Dončić is versatile on the offensive end, displaying proficiency in shooting three-pointers, mid-range jump shots, floaters and shots in the post. His basketball IQ, intangibles and skills have been considered his primary assets, and Dončić is seen as an elite facilitator, especially on the pick and roll. NBA and EuroLeague coach Ettore Messina called Dončić "phenomenal, especially mentally" for his age. His lack of lateral quickness to stay in front of most NBA point guards and wings has been labeled one of his main flaws. Dallas Mavericks head coach Rick Carlisle refuted some of the worries regarding Dončić's athleticism, stating that "for a 19-year-old, he's got a really unusual combination of size, speed and deceptive quickness." By his second year, Dončić's ability to accelerate off a pick and blow by defenders to get to the basket was seen as one of his strengths. Given the false characterisation of Dončić's abilities and his subsequent success in the NBA, some speculate that prejudiced stereotyping had a role in his negative pre-draft evaluation.

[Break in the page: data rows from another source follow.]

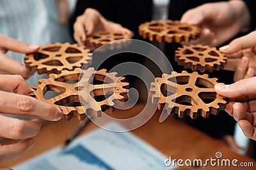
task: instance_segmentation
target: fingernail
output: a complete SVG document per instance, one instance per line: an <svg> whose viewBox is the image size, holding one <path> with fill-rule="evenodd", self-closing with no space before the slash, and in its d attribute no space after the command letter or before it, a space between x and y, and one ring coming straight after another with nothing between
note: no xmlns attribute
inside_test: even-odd
<svg viewBox="0 0 256 170"><path fill-rule="evenodd" d="M34 145L35 145L35 141L34 141L34 140L31 140L30 142L29 142L29 144L28 145L28 148L32 148L33 146L34 146Z"/></svg>
<svg viewBox="0 0 256 170"><path fill-rule="evenodd" d="M37 45L29 45L28 46L31 49L37 49L40 46Z"/></svg>
<svg viewBox="0 0 256 170"><path fill-rule="evenodd" d="M227 49L228 49L230 46L229 45L225 45L220 48L220 50L224 51Z"/></svg>
<svg viewBox="0 0 256 170"><path fill-rule="evenodd" d="M57 111L55 113L54 117L57 120L59 120L62 118L62 111L60 109L57 109Z"/></svg>
<svg viewBox="0 0 256 170"><path fill-rule="evenodd" d="M82 36L81 36L81 40L82 41L85 41L85 39L86 39L86 37L85 37L84 35L82 35Z"/></svg>
<svg viewBox="0 0 256 170"><path fill-rule="evenodd" d="M241 64L242 64L243 66L246 65L248 61L248 58L246 57L243 57L242 59L241 59Z"/></svg>
<svg viewBox="0 0 256 170"><path fill-rule="evenodd" d="M215 87L220 90L226 90L229 87L229 85L221 85L221 84L216 84Z"/></svg>
<svg viewBox="0 0 256 170"><path fill-rule="evenodd" d="M251 75L252 73L252 71L253 71L253 68L249 67L248 69L247 70L246 74L248 76Z"/></svg>

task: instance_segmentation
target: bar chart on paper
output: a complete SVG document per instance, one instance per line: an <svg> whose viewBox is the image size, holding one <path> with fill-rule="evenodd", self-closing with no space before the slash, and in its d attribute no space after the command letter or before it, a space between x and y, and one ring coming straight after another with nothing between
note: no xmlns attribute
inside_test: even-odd
<svg viewBox="0 0 256 170"><path fill-rule="evenodd" d="M111 127L110 127L111 126ZM108 129L124 129L116 124ZM15 170L170 169L166 157L131 132L99 129L76 139L65 150L55 148L19 164Z"/></svg>

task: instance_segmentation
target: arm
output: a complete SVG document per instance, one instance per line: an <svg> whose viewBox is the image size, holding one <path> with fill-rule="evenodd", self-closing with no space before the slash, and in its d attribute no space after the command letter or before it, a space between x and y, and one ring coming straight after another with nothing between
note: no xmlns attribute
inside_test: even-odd
<svg viewBox="0 0 256 170"><path fill-rule="evenodd" d="M198 25L198 39L192 43L218 46L250 27L251 17L243 1L207 3L186 11L181 22Z"/></svg>
<svg viewBox="0 0 256 170"><path fill-rule="evenodd" d="M0 75L0 112L52 121L62 118L62 111L59 108L26 96L31 91L20 76ZM0 145L0 162L18 157L31 148L34 141L31 138L38 134L40 126L39 119L24 120L0 115L0 136L20 140L13 145Z"/></svg>
<svg viewBox="0 0 256 170"><path fill-rule="evenodd" d="M74 24L74 38L79 45L84 43L86 36L99 31L120 31L129 34L133 33L120 24L107 20L97 10L87 8L76 18Z"/></svg>

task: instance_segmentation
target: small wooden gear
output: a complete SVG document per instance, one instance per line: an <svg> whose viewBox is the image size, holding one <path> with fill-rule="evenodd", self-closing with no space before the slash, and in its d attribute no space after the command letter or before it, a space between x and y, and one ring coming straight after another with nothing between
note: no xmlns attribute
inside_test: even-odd
<svg viewBox="0 0 256 170"><path fill-rule="evenodd" d="M84 46L56 43L41 46L34 53L24 57L26 66L38 74L59 74L62 70L74 70L76 67L91 64L92 53Z"/></svg>
<svg viewBox="0 0 256 170"><path fill-rule="evenodd" d="M95 71L93 67L63 70L59 74L50 74L48 79L39 80L39 84L32 87L35 91L29 96L59 107L65 120L74 117L83 120L86 115L92 114L100 117L102 110L108 106L112 108L115 100L122 101L127 97L128 89L125 88L128 88L129 83L123 82L124 77L116 77L116 74L107 73L106 69ZM100 83L93 85L93 79ZM47 92L51 92L50 97L45 98ZM106 93L110 94L108 98L104 96L105 98L101 101L96 99ZM80 97L81 94L86 94L86 97Z"/></svg>
<svg viewBox="0 0 256 170"><path fill-rule="evenodd" d="M227 60L226 55L216 47L201 45L184 45L178 48L175 59L178 64L184 66L184 68L198 70L202 73L220 71L225 67Z"/></svg>
<svg viewBox="0 0 256 170"><path fill-rule="evenodd" d="M104 46L104 50L120 49L126 46L129 43L127 39L131 39L132 37L125 32L98 31L86 38L84 45L91 51L94 51L107 43L108 45ZM116 40L119 41L115 41Z"/></svg>
<svg viewBox="0 0 256 170"><path fill-rule="evenodd" d="M208 118L210 113L217 115L225 110L227 104L227 99L214 90L216 80L196 71L163 74L151 84L152 102L158 101L159 110L168 114L178 113L180 118L185 115Z"/></svg>
<svg viewBox="0 0 256 170"><path fill-rule="evenodd" d="M139 34L143 38L159 42L188 42L199 37L200 29L196 26L178 20L153 20L141 24Z"/></svg>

Before his draft, basketball journalist and scout Austin Green compared Dončić to NBA players Paul Pierce and Joe Johnson. Dončić compared himself to Ben Simmons due to his versatility. In his second season, Los Angeles Clippers coach Doc Rivers, when asked about Dončić, stated that "there's a lot of people in him." He likened Dončić's stepback three-pointers to James Harden, his passing ability to Larry Bird, and his court vision to LeBron James. NBA analyst Kendrick Perkins called Dončić "baby LeBron" due to his overall skill and dominance on the court.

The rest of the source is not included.